Miércoles, 20 de septiembre 2017

Tecnología en Maiz

El maíz amarillo duro es el princi­pal insumo para la industria avícola y porcina nacional, y su demanda excede la oferta nacional, lo que obliga a importar el 60 – 65 % del requerimiento total, con un egre­so de divisas que supera los 120 millones de dólares americanos. Sin embargo, las variedades e hí­bridos desarrollados por INIA han marcado hitos en la producción del cultivo. La variedad Marginal 28 Tropical, desarrollada por el INIA - Tarapoto en 1984, desplazó rápida­mente a la variedad tradicional de la selva incrementando el promedio de esa región en alrededor de una tonelada en promedio.
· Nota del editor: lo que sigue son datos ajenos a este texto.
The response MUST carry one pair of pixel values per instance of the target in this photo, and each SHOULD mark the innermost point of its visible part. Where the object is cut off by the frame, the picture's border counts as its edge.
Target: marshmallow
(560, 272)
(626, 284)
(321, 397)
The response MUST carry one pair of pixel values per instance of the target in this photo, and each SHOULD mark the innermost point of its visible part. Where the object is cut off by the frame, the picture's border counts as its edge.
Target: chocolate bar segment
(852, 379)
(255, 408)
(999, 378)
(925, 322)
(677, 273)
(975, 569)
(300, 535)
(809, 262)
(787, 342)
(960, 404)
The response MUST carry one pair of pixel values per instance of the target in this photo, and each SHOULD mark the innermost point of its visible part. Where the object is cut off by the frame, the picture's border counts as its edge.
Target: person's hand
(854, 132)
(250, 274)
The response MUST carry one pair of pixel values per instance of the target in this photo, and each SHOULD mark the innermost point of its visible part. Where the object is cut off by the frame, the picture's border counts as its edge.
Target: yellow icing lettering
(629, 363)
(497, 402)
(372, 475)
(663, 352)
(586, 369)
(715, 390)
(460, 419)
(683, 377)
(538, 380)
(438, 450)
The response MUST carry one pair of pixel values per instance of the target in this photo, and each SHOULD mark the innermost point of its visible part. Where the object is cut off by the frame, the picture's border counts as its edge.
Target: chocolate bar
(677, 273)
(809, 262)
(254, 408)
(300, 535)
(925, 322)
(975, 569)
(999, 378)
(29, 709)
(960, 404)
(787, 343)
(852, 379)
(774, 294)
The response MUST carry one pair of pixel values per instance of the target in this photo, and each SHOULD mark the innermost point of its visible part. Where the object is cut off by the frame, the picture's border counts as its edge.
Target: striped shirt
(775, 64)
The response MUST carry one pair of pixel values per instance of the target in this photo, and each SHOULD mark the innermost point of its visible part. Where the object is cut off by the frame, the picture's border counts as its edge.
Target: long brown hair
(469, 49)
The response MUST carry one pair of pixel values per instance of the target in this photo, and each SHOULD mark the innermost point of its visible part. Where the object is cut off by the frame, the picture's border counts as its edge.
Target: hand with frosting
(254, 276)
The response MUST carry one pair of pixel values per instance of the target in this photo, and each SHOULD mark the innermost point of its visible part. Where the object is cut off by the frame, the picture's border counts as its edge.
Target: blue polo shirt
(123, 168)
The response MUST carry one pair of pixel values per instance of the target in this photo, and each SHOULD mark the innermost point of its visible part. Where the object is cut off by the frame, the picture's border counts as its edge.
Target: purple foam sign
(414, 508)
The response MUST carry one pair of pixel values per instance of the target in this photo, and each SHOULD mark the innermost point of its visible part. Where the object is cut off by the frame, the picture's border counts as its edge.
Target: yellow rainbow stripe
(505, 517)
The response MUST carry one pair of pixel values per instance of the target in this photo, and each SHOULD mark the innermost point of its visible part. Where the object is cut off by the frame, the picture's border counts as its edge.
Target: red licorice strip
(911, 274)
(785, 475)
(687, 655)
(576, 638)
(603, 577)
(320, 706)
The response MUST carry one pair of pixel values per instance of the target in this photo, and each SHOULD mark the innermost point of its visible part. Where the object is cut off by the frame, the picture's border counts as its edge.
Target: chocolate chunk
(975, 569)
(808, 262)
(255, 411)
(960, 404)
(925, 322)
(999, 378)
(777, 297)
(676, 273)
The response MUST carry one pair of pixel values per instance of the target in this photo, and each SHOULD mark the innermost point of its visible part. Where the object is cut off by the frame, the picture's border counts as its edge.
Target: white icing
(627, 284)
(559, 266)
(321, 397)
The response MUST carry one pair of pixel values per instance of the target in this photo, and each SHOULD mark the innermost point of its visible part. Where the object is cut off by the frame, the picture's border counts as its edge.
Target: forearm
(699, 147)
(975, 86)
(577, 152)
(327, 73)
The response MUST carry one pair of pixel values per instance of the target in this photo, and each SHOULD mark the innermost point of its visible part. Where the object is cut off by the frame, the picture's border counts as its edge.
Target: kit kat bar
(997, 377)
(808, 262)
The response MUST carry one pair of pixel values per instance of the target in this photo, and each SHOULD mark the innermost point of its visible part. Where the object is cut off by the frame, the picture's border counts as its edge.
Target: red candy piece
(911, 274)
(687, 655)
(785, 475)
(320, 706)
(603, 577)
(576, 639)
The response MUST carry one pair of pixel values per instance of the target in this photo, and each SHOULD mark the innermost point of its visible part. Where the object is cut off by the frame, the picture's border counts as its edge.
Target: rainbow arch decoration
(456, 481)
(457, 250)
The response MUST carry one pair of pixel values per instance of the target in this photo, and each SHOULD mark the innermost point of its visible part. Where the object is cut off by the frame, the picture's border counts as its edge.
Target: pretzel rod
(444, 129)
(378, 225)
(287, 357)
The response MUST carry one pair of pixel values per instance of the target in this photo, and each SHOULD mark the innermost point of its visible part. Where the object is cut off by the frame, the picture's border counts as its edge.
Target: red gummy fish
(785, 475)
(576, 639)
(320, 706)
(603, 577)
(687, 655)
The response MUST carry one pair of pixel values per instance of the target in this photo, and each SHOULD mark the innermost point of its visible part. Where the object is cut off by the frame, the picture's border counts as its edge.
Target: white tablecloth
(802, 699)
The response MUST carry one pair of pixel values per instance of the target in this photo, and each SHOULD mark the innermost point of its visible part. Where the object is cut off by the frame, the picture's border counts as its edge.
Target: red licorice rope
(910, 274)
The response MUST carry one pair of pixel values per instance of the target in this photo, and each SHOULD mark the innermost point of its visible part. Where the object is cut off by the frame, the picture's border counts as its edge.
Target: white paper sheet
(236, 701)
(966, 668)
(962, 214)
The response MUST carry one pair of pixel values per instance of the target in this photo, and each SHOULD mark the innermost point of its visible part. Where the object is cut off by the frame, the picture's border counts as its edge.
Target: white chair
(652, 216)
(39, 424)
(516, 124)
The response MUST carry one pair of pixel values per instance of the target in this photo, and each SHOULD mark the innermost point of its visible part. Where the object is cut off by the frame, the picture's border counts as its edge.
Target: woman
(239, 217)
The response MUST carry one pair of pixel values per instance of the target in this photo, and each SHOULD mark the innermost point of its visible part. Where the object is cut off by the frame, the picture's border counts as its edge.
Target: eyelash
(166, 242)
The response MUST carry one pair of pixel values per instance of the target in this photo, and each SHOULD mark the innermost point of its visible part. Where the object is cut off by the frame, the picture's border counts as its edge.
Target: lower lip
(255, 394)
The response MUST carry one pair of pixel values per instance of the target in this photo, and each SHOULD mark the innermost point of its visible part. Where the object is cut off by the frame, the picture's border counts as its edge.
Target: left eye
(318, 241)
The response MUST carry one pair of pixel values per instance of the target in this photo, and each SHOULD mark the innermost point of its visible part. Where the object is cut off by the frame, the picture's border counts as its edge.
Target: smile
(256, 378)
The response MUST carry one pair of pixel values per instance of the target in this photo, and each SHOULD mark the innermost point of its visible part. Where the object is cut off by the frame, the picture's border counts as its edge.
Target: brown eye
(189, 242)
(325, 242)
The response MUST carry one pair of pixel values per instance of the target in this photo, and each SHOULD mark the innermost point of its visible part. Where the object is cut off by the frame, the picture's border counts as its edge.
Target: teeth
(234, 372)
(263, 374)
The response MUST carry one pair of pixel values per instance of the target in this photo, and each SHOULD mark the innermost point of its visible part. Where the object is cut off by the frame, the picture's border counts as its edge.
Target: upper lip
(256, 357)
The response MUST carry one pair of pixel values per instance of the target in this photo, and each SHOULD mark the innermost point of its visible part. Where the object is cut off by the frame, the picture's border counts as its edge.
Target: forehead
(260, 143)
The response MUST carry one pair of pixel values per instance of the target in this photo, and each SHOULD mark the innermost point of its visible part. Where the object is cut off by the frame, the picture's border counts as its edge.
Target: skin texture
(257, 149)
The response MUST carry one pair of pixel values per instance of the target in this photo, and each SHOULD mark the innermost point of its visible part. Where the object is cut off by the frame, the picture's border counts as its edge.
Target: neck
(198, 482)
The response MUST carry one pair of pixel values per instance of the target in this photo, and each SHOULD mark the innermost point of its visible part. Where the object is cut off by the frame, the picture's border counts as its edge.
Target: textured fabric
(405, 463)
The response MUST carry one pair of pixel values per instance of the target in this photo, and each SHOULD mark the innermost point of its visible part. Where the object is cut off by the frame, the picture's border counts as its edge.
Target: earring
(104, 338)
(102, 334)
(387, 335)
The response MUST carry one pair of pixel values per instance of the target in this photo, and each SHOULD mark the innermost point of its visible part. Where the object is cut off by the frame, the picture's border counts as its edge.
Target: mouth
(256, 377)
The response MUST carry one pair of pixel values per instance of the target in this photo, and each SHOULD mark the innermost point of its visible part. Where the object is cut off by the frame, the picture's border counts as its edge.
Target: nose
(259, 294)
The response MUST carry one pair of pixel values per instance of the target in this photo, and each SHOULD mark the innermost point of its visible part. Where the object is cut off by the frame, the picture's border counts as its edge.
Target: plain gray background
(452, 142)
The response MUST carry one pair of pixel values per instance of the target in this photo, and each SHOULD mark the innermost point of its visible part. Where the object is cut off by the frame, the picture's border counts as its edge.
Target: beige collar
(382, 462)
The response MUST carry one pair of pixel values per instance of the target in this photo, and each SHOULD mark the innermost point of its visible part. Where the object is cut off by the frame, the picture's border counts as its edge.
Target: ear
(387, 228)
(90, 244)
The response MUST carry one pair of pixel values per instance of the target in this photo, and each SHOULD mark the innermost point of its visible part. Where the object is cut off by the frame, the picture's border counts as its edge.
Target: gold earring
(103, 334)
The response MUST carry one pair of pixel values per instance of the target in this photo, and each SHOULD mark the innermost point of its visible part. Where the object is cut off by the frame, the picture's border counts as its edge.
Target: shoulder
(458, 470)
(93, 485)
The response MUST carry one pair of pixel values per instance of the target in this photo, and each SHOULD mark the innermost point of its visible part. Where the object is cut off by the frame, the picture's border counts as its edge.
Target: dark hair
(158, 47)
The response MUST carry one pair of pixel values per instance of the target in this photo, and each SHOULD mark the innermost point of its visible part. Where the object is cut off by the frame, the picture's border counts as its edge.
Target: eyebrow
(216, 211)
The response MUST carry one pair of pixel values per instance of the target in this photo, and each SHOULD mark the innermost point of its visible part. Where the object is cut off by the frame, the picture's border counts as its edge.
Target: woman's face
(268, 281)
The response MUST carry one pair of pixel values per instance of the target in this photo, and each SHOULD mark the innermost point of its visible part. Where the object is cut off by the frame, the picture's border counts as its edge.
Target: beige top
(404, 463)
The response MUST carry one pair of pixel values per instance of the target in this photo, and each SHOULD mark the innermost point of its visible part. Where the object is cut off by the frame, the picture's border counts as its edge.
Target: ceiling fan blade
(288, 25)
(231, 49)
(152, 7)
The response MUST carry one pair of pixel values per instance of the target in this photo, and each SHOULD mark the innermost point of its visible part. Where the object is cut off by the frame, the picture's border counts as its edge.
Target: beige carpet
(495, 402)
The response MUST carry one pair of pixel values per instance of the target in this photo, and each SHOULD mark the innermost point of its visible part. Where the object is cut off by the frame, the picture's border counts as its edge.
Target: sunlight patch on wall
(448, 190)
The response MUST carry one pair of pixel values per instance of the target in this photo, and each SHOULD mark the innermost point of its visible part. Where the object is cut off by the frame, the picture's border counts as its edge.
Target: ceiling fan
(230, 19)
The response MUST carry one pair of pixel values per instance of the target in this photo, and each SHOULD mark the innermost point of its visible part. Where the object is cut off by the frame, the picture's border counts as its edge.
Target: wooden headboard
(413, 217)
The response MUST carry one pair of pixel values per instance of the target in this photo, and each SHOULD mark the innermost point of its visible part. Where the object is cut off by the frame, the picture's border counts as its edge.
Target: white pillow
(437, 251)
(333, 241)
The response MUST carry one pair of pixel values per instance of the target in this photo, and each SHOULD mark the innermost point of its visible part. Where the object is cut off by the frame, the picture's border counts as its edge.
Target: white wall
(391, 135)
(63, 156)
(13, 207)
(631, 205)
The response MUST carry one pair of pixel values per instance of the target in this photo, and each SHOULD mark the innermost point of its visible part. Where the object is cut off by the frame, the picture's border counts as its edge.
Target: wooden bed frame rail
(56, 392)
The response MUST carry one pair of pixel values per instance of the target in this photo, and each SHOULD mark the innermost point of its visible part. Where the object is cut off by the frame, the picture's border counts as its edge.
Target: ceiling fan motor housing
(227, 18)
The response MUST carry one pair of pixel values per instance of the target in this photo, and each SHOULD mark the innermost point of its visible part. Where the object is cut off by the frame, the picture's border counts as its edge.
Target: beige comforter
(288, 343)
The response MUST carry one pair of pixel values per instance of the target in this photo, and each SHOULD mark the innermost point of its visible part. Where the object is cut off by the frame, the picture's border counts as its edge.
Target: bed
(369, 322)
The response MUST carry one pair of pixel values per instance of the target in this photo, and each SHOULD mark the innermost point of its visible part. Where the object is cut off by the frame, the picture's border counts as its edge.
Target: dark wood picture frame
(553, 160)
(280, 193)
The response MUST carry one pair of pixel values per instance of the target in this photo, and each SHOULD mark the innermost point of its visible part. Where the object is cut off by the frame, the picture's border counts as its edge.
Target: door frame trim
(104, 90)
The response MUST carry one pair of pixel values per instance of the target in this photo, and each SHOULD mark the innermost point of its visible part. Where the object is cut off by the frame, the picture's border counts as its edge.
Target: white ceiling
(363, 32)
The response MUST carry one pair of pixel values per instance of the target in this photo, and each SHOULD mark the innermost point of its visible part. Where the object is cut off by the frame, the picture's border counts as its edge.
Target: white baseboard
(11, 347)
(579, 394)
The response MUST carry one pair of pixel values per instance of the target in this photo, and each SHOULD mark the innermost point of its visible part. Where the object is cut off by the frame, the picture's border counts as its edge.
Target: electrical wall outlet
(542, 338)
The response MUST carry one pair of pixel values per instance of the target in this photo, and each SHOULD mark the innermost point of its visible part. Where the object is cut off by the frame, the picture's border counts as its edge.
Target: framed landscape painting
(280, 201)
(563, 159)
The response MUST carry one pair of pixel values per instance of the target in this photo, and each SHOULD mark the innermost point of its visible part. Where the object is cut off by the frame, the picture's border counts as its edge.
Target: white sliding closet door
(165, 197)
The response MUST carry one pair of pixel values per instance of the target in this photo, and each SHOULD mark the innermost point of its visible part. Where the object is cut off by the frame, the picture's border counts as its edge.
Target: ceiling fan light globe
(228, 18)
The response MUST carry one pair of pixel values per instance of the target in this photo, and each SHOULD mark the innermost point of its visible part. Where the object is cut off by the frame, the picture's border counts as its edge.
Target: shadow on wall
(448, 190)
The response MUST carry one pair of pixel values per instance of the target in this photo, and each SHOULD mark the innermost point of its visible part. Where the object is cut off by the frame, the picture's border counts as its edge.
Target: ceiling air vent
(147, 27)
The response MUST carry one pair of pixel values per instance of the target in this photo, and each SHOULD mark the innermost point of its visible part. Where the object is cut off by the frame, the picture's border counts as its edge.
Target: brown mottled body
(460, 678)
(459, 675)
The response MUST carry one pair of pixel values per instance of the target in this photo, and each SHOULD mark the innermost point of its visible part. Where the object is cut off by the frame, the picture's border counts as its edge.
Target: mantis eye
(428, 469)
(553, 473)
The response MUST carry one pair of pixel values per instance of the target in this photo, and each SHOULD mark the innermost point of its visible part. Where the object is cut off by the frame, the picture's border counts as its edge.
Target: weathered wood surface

Si por cada hectárea sembrada en la selva, se tienen un aumento de 800 kilos por efecto de la variedad, 100 mil hec­táreas representan una mayor pro­ducción anual de 80 mil toneladas, que a precios actuales significan alrededor de 80 millones de soles, esto es, dos veces el presupuesto anual del INIA.

En costa, el desarrollo del cultivar INIA 605 – Perú, primer hibrido simple comercial de maíz amarillo duro desarrollado en nuestro país por el INIA en el año 2004, obligó a las compañías importadoras de semilla de maíz a importar híbridos superiores para no perder su mer­cado, lo que se tradujo en un au­mento significativo de la productivi­dad promedio en costa que supera las 7,0 t/ha. En la EEA Vista Florida, se ha desarrollado una tecnología de labranza mínima y riego tecni­ficado, próximo a liberarse, que re­duce el uso de agua de riego a 4 000 m3 por hectárea, esto es, un ahorro por campaña de cuatro mi­llones de metros cúbicos de agua por cada mil hectáreas de maíz que se sembrarán con esta tecnología. También reduce al mínimo el uso de maquinaria para preparación del terreno y disminuye el uso de pesticidas, reduciendo los costos de producción en 30%, lo que sig­nificará un ahorro de 2 000 nuevos soles por cada hectárea sembrada con esta técnica.